Kim Jong Un Mengejutkan, Tinggalkan Rencana Satu Korea, Fokus Hancurkan Korea Selatan
Pemimpin Korea Utara, Kim Jong Un, telah membuat pernyataan mengejutkan di hadapan majelis rakyat tertinggi negaranya. Dalam pidato tersebut, Kim mengumumkan niatnya untuk mengubah konstitusi dan menyatakan Korea Selatan sebagai “negara musuh nomor satu,” mengakhiri upaya reunifikasi Semenanjung Korea.
Kim mengungkapkan ketidakpercayaannya terhadap kemungkinan reunifikasi dan menuding Korea Selatan terlibat dalam upaya merubah rezim serta mendorong reunifikasi secara diam-diam. Pernyataan ini menandai pergeseran signifikan dari kebijakan resmi yang telah berlangsung beberapa dekade, yang memandang rekonsiliasi dan reunifikasi sebagai tujuan akhir.
Tanda-tanda ketegangan antara kedua Korea semakin memburuk, mengakhiri gencatan senjata pada tahun 1950-1953 tanpa perjanjian damai. Kim menyatakan, “Kami tidak menginginkan perang, tetapi kami tidak memiliki niat untuk menghindarinya,” seperti dilansir oleh The Guardian pada Selasa (16/1/2024).
Kantor berita pemerintah Korea Utara, KCNA, melaporkan bahwa negara tersebut akan menutup tiga lembaga yang memantau unifikasi dan pariwisata antar-Korea, termasuk Komite Reunifikasi Damai, Biro Kerjasama Ekonomi Nasional, dan Administrasi Pariwisata Internasional Mount Kumgang.
Majelis rakyat Korea Utara mengambil keputusan untuk menyatakan konfrontasi akut di Semenanjung Korea antara kedua negara yang pernah berperang. Dalam keputusan tersebut, disebutkan bahwa “Reunifikasi Korea tidak akan pernah bisa dicapai dengan Republik Korea,” merujuk pada nama resmi Korea Selatan.
Presiden Korea Selatan, Yoon Suk Yeol, merespons pernyataan Kim dengan mengecamnya sebagai “anti-nasional” dan menyebut Korea Selatan sebagai negara yang bermusuhan. Yoon juga mengkritik peluncuran rudal dan latihan tembak terbaru Korea Utara di dekat perbatasan laut, memperingatkan bahwa provokasi akan mendapatkan pembalasan dalam “skala yang berlipat ganda.”

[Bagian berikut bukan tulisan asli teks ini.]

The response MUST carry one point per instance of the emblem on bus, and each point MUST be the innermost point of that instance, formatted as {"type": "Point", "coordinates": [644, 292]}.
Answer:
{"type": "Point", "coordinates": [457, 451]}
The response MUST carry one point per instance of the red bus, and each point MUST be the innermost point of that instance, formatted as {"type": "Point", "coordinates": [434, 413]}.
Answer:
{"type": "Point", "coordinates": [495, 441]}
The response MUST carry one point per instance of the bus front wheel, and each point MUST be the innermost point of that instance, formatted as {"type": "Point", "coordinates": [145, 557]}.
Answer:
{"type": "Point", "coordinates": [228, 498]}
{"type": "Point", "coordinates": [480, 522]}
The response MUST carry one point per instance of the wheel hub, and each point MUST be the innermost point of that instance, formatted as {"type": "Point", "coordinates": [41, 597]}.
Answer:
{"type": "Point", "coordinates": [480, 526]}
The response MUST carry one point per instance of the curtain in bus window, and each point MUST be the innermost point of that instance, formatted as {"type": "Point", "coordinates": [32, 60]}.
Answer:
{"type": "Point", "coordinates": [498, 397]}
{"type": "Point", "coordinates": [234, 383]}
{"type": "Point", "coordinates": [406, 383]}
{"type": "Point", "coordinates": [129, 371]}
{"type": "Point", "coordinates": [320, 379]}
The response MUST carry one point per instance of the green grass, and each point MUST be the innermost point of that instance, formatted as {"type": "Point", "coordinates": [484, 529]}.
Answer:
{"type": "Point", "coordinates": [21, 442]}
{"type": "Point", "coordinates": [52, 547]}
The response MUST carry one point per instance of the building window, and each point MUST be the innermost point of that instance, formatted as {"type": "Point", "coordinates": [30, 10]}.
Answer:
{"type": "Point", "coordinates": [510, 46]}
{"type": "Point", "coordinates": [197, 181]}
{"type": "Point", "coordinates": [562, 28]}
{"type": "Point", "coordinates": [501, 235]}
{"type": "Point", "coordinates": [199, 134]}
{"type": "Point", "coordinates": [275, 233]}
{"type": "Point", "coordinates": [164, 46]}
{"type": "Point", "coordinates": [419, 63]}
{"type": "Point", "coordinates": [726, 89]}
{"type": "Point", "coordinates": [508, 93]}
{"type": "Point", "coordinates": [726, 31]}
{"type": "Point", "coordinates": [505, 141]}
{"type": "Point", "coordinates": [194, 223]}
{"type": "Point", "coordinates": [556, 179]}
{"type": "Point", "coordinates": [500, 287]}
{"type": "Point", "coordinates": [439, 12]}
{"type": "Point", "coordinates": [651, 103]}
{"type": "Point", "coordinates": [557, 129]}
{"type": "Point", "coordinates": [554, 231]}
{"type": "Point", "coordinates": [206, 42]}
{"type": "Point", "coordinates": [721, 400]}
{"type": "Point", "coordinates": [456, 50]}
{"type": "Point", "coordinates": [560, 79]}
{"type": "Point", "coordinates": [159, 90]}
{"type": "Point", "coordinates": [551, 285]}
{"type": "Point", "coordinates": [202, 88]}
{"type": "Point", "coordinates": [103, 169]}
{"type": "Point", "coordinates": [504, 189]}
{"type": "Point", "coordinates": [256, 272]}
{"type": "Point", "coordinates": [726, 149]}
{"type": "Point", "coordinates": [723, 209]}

Analisis menyatakan bahwa dengan mengidentifikasi Korea Selatan sebagai musuh terbesar, Korea Utara mungkin mencoba untuk membenarkan penggunaan senjata nuklir dalam konflik masa depan. Kim menyatakan bahwa perang akan “menghancurkan” Korea Selatan dan menyebabkan kekalahan yang “tak terbayangkan” bagi sekutu terbesarnya, Amerika Serikat.
Perburukan hubungan lintas batas telah menimbulkan kekhawatiran di kalangan pengamat Korea. Mantan pejabat Departemen Luar Negeri AS, Robert Carlin, dan ilmuwan nuklir Siegfried Hecker, dalam laporan proyek 38 North, menyebut situasi di Semenanjung Korea “lebih berbahaya daripada yang pernah terjadi sejak awal Juni 1950,” sebelum dimulainya perang Korea.
Meskipun peringatan terus dilontarkan oleh Washington, Seoul, dan Tokyo tentang ‘provokasi’ Pyongyang, kekhawatiran terus berkembang mengenai potensi tindakan militer oleh Korea Utara di masa mendatang. Pernyataan terbaru Kim Jong Un, yang menggambarkan Korea Utara dan Selatan sebagai “dua negara yang saling bermusuhan,” menunjukkan eskalasi ketegangan di Semenanjung Korea.